Other big news: Salesforce announced the newest version of Agentforce, its digital labor platform for bringing trusted, autonomous AI agents into the flow of work. Just a day earlier, they launched AgentExchange (marketplace for Agentforce).

Here’s the quick hits:

The numbers:

  • Ahead of a possible $4 billion IPO, CoreWeave’s founders already pocketed $488 million.

  • Assured, a startup focused on automating insurance claims using AI, raised equity funding in a round valuing the company at about $1 Billion.

  • AI Massage Startup Raises $83 Million, Brings Robots to Equinox.

    Yes, that’s the actual headline. Massage startup Aescape is raising money from investors including Valor Equity Partners and basketball player Kevin Love.

  • OpenAI commits $50M in funding and tools to leading institutions.

  • Sony Music makes their first AI investment, leading Vermillio’s $16M Series A funding round.
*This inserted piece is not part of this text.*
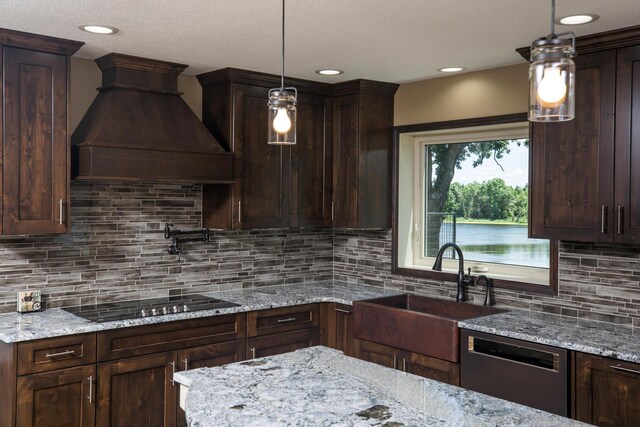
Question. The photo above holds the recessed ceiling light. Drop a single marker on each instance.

    Vermillio’s goal is to create an AI platform that securely licenses intellectual property (IP). One of its core products is TraceID, which provides protection and third-party attribution for artists. Through it, the company claims artists and rights holders can control their data and AI rights.

Thought starters:

  • Superintellligence Strategy: Expert Vision

    In a policy paper published Wednesday, former Google CEO Eric Schmidt, Scale AI CEO Alexandr Wang, and Center for AI Safety Director Dan Hendrycks said that the U.S. should not pursue a Manhattan Project-style push to develop AI systems with “superhuman” intelligence, also known as AGI.